The Centre for Internet and Society, Bangalore, and The Hague, Netherlands-based Hivos Knowledge Programme recently launched a four- book collection, Digital AlterNatives with a Cause?, edited by Nishant Shah and Fieke Jansen. Jansen is the knowledge officer for the Digital AlterNatives with a Cause? Programme at Hivos. In the book, researchers look at the identities, networks, actions and role of the “digital” generation. The researchers talked to people identified as “digital natives” about the way in which the Internet has shaped the way they interact with the world. We spoke to Nishant Shah, co-founder and director-research for the Centre for Internet and Society, about the collection. Edited excerpts:
The research this book talks about is based mostly in other countries, such as Chile, Taiwan and South Africa. How does this connect to the situation in India?
The researchers looked at young people’s use of digital technologies to make changes in their immediate environments within the information landscape of the “Global South” (countries with low to medium rankings in the human development index). We were interested in looking at macro structures that would help us understand what is happening globally.
Digital AlterNatives with a Cause? By Nishant Shah & Fieke Jansen, Hivos and CIS, 322 pages.
We did not impose our frameworks and concepts on the communities we were working with. Hence, we did not have the expected discussions of digital divides and digital access. What they found interesting across locations was the question of connectivity and dis-connectivity. In the ubiquitous, unforgetting world of the Internet, we leave traces all the time. This incessant connectivity can come with its own pressures, problems and repercussions, and hence there were discussions around “right to disconnect”, “right to be forgotten” and “right to be non-digital”.
In the early 1990s, there were people who did not have phones, could not make national and international phone calls and had poor communication infrastructure—that changed in less than 10 years. Instead of focusing on access and infrastructure, it became more important to look at the ways in which they shape people’s usage, behaviour, engagement with technology, and with their larger physical realities.
When we consider the “digital landscape” of India, whom are we really discussing?
Popular definitions—somebody who is born with technologies, who did not have to make a transition to digital—are inadequate to account for the realities we experience every day. We made a more inclusive identity, which gets inflected by questions of age, sex, location, class and politics, et al.
The way we understand a digital native now is somebody whose life has been significantly restructured because of their relationship with digital technologies and their ability to see the potentials of change in these technologies. Just having access to digital technologies is not enough. Their purposes, causes, ambitions, intentions are what is going to change the way they use technologies. People are not “born digital” but they “become digital” and the processes of becoming digital are more complex than merely getting access.

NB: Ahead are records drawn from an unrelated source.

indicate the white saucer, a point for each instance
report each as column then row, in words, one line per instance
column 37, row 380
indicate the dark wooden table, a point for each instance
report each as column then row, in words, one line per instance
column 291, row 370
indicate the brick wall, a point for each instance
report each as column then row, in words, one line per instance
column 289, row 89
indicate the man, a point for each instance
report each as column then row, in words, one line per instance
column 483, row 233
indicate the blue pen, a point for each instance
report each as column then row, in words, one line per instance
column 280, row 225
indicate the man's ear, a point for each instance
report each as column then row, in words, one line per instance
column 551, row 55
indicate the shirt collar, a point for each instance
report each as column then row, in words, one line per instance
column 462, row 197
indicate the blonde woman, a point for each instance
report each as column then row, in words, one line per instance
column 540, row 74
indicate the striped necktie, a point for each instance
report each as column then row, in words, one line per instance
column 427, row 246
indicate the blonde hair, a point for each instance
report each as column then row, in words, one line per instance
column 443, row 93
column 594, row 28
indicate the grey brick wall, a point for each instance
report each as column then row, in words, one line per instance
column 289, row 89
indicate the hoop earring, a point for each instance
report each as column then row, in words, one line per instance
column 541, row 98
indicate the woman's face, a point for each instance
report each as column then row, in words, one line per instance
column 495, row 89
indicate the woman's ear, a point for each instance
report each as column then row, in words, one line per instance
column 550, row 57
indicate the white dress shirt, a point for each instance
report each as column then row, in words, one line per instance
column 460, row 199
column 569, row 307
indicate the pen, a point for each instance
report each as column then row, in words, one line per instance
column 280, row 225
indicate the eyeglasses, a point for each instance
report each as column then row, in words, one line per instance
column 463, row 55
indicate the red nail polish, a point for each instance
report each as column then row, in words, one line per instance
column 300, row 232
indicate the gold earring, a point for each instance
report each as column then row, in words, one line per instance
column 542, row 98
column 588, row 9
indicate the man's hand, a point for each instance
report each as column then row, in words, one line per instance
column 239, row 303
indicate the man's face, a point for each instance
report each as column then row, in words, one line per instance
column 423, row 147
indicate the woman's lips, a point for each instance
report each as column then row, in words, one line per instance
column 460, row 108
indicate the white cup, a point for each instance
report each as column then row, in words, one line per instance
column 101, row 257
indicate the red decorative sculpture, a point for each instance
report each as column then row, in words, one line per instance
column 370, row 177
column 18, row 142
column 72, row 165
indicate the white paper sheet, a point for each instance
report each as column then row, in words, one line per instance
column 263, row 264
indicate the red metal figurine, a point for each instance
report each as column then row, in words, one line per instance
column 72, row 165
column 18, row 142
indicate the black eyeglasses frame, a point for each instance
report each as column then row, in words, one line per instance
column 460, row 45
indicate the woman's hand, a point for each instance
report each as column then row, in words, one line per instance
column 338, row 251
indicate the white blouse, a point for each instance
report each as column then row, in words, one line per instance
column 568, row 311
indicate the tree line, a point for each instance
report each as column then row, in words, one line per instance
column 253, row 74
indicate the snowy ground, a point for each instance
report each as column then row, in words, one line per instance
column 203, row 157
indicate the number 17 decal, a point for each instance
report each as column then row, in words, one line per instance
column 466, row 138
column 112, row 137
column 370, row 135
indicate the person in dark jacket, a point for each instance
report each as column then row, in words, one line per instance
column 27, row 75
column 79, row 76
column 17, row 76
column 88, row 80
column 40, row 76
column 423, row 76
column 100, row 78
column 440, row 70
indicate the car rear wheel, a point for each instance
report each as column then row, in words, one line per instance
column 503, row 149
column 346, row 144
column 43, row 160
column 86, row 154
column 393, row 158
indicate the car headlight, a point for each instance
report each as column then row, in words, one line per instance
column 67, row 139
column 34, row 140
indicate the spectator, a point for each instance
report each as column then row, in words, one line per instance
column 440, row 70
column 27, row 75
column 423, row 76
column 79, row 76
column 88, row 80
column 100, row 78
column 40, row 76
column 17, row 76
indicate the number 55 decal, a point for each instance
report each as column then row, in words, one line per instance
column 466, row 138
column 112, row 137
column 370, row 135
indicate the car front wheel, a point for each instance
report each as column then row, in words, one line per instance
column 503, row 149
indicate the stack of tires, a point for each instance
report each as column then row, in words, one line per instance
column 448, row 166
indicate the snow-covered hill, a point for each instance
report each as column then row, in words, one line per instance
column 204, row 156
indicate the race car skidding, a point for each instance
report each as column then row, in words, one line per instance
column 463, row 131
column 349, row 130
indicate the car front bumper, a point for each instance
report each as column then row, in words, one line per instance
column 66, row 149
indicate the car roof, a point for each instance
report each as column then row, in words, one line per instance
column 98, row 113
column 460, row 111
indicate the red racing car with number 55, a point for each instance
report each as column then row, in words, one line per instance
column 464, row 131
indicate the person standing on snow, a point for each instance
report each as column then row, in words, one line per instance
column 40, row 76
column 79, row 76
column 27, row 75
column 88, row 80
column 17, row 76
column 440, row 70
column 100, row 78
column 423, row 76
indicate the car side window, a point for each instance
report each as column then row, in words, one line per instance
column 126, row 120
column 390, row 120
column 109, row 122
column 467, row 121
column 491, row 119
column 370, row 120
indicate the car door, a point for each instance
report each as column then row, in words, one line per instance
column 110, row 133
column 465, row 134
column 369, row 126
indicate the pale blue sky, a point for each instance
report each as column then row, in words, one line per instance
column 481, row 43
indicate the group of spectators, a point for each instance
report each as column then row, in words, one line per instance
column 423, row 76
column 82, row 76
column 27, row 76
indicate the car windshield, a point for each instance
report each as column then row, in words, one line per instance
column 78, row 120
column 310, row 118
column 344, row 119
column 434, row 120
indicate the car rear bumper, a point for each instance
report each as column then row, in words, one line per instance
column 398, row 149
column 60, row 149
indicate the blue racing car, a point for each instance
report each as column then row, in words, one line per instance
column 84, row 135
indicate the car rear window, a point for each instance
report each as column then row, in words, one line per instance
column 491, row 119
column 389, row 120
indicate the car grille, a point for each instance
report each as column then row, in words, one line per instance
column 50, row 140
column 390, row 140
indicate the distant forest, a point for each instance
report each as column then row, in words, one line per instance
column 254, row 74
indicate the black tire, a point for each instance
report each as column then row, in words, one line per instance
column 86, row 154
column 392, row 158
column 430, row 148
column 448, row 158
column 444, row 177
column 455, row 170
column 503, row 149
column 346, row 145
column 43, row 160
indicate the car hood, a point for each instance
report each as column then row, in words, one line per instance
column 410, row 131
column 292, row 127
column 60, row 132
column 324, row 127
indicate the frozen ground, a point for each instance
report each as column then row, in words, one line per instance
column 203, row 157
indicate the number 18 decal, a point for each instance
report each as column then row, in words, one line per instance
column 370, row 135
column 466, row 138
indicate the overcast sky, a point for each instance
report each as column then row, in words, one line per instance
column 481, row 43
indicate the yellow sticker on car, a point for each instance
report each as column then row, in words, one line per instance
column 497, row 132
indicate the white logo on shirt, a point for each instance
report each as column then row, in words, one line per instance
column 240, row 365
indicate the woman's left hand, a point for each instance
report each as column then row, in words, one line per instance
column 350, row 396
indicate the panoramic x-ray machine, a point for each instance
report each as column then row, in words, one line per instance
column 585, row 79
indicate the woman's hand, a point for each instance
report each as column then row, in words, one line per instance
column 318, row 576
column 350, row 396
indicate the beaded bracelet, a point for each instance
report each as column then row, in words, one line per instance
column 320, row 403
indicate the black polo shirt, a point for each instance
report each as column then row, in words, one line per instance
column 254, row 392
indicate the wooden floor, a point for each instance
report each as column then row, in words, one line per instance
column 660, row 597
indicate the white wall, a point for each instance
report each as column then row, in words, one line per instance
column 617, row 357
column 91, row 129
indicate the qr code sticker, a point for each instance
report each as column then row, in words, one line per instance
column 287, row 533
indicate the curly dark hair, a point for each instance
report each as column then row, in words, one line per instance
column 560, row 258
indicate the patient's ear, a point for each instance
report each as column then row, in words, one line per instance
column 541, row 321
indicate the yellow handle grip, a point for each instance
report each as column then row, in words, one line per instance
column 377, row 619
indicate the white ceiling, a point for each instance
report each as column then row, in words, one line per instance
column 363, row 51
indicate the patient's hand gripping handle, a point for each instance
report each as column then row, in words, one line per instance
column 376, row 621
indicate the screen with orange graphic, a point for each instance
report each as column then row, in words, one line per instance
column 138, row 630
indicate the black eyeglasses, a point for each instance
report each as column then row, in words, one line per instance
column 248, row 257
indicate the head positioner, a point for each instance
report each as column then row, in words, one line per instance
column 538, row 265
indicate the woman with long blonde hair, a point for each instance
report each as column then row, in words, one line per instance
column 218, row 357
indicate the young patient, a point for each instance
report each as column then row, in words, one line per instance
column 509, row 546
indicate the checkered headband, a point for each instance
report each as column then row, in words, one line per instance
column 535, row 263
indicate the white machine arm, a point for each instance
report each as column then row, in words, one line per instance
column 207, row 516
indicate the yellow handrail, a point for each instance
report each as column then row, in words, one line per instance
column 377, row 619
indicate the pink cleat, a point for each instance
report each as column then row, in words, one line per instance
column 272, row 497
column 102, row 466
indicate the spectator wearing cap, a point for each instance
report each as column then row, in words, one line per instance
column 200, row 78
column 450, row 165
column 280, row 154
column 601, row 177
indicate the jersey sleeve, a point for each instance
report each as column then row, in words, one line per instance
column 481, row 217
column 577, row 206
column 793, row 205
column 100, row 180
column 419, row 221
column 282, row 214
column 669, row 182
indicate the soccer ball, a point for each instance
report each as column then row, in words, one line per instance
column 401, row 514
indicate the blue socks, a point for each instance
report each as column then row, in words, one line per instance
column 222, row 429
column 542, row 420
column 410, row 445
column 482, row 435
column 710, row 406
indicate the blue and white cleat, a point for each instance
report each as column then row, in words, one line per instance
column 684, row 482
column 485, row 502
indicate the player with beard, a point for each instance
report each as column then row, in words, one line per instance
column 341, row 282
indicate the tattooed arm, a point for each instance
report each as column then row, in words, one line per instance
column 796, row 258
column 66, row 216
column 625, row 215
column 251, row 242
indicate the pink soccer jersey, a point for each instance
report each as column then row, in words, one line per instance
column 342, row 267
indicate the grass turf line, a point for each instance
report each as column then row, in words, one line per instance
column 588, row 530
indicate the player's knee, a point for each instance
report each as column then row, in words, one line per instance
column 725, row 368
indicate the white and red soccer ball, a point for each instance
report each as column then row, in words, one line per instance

New devices and cheaper connections have granted access to a huge number of people—what impact has this had on people’s choices?
The “natives” belong to different communities, families and regions. They are influenced by the cultural practices in their everyday life. They depend on different structures of work for their economic survival. They live in differently marked political regimes—from the extreme liberal to the highly authoritarian. Their ways of thinking and engagement, influenced by their practices online, change the larger realities within which they live. For example, digital natives who are used to the peer-to-peer processes of knowledge production online are already changing the ways in which classroom learning is happening in schools around the country.
Netizen: Nishant Shah says the process of ‘becoming digital’ is about more than just access.
At the same time, the larger structures of education, literacy, economic choices, cultural productions like TV and cinema, all influence the content and expectations from the Internet as well. What really matters is how the capacities and capabilities of one medium, the digital, for example, influence and are influenced by the experiences and knowledge in the other—the physical, for instance.
Would the addition of more Indian-language content on the Internet make a difference to the digital landscape in India? Would it spur greater engagement and therefore have a bigger impact? Is this what’s holding back technologies like telemedicine and distance education?
There are many user-generated content platforms like Wikipedia and other blogging platforms like WordPress that are promoting the localization of content. It is good that we are offering some resistance to the very quick “Englification” of the online world. But with the current flow of globalization, there is no denying the fact that English is a language with the highest currency and that in our physical realities, it is getting a stronghold in our everyday practices.
The Internet is a tool, a process, a technology but not a solution. The mere presence of the Internet is not going to lead to social change. Just introducing the Internet to existing structures is only going to lead to a more flawed model of development.
For example, telemedicine has exciting possibilities but the basic problem of healthcare is not the unavailability of medical resources. What is missing is a universal health Bill to make it affordable to all.
This is why in this book, we pay specific attention to how and why people engage in processes of change. We have been trying to address the questions of how people see themselves as agents of social change and what are the ways in which digital and Internet technologies enable them to make changes in their immediate environments.